E não eram só as hidrelétricas que alimentavam as relações espúrias entre a empreiteira e o Estado, especialmente em São Paulo a CC esteve na construção de quase tudo, aeroporto de Guarulhos, Imigrantes, Anchieta, Bandeirantes, Metrô, Sabesp, Sistema Cantareira, entre outros.
Sebastião Camargo nunca teve medo de se meter com a política, era membro do Círculo Militar de São Paulo, foi diplomado honoris causa pela Escola Superior de Guerra em 1967, era ligado ao ditador paraguaio, Alfredo Stroessner, e conhecido financiador da repressão e tortura da ditadura através da Operação Bandeirantes.
Não é de se estranhar que uma empresa dirigida por um homem desses tenha se dado muito bem no regime militar. Essa truculência na política se desdobra na superexploração dos trabalhadores, que em condições degradantes de trabalho, em alojamentos que pareciam para animais no meio da selva amazônica, protagonizaram marcantes greves selvagens seja durante a ditadura na construção da usina de Tucuruí nos anos 80, ou mais recentemente nas obras de Jirau, em 2001.
Essas empresas se transformaram em grandes conglomerados ao longo de sua jornada de beneficiamento, se espalharam por ramos distintintos e se encaixam bem como “donos de tudo”.
Na lógica das licitações do Estado, obras estimadas em R$ 2,5 bi chegaram a custar R$ 10 bi, como é o caso da hidrelétrica de Tucuruí. O esquema se mantém o mesmo até hoje: quando não são feitos acertos prévios, prática muito comum, as menores licitações ganham as obras e, assim, postergam os prazos, precarizam os serviços e lucram muitas vezes mais do que o previsto inicialmente. Nesse sentido, a Copa do Mundo brasileira não foi em nenhuma medida inovadora. Acidentes de trabalho, sem nenhuma fiscalização, e obras infinitas eram verdadeiras especialidades dos ditadores.
Os subornos, favores, parcerias e toda forma de corrupção entre empresários e Estado no capitalismo não começaram na ditadura, mas tiveram nela um impulso singular na história do país, que garantiu que se consolidassem e seguissem crescendo até os dias de hoje. Uma anedota contada no livro “História de Empreiteiros” de Henrique Guedes é bastante ilustrativa. Abordado por um antigo administrador do governo de São Paulo, numa ocasião de posse no Palácio dos Bandeirantes, Sebastião Camargo teria dito: “ – Olá Sr.
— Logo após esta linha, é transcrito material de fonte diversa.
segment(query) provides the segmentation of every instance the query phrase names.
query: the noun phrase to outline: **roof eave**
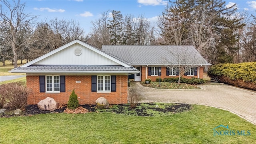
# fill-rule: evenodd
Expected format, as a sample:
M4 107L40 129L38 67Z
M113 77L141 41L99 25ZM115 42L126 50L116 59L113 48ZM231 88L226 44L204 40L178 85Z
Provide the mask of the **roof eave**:
M174 66L179 66L180 64L130 64L131 65L133 66L166 66L168 65L174 65ZM212 64L187 64L187 65L195 65L195 66L211 66Z
M113 74L135 74L140 73L138 70L127 70L127 71L76 71L76 70L11 70L9 71L11 73L23 73L27 74L43 74L43 73L58 73L58 74L102 74L102 73L113 73Z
Sebastião, o senhor também por aqui? – Eu… estou sempre por aqui… os senhores é que mudam”.
A relação entre Estado e capital é inerente ao sistema capitalista, seja na democracia ou na ditadura. Sebastião Camargo sempre soube que governos e regimes mudam, mas que o capital que as elites detém é capaz de corromper qualquer um em favor de nunca parar de crescer, por isso, por mais que brade a Lava Jato e se faça crer como paladina de alguma justiça, se trata apenas de realocar os jogadores,trocar um esquema de corrupção por outro, mais internacional, mais subserviente ao imperialismo garantindo o lucro de alguns dos donos do mundo. Nessa toada, juízes ganham dinheiro e prestígio, golpes se fazem contra direitos constitucionais aumentando o poder de repressão, governos balançam mas compram apoio em troca de garantir reformas contra os trabalhadores para que esses senhores donos do capital sigam explorando tudo que podem do nosso sangue e suor.
Não há combate a corrupção sem enfrentar a propriedade dos capitalistas e os privilégios dos políticos. Só expropriado essas empresas e fortunas que se fizeram a base da exploração do trabalho e do dinheiro público é possível combater a corrupção. São os trabalhadores da construção civil que adoecem e morrem para construir o Brasil os que podem melhor gerir as riquezas de seu próprio trabalho.